During the year 1968 I visited a person who was incarcerated in Rockwood Asylum. The nearby Kingston Psychiatric Hospital was a House of Healing for a teenager who wanted to escape from intolerable living conditions in her own home. There were parties in the recreation room; movie nights; the teens appeared on a CKWS tv show called "Dance Party"; they continued their education through Ontario Department of Education correspondence courses, with the help of two full-time teachers. The Rockwood Hospital was reserved for people who were "certified" or considered dangerous  and young people were sheltered from them at KPH, then known as "The OH".There are personal reasons why the Provincial Campus buildings are close to my heart.
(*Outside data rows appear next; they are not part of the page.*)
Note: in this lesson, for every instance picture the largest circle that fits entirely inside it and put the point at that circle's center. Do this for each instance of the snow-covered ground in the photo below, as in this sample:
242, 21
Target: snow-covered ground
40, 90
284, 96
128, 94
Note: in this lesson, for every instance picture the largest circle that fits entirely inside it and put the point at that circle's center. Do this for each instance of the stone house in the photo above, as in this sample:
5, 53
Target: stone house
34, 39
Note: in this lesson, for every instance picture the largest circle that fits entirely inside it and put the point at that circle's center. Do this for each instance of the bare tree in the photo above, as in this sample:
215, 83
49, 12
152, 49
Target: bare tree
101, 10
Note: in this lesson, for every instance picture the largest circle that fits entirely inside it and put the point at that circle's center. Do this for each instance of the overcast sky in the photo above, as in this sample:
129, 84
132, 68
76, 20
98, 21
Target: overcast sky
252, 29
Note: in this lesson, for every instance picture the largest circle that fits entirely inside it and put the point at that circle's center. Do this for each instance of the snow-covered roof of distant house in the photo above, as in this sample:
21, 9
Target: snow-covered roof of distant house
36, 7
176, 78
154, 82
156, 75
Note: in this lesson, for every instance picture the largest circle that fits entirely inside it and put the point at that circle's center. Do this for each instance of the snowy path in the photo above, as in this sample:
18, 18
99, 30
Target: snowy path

I know people who lived in the now demolished KPH and Rockwood, and their stories, their history, their memories are far more important than residential towers.
History should not be paved over because of greed or apathy.  Many people who spent time in "psych wards" during the 1960's seemed to be perfectly normal in my opinion; perhaps they were suffering from Post Traumatic Stress Disorder, a normal reaction to devastating events that rocked their world. The survival instinct is a very powerful force.

November 1967.
Rockwood Asylum in Kingston, Ontario is one of the Ontario Realty Corporations most important and potentially lucrative properties.  The complex was featured on the front page of an information brochure.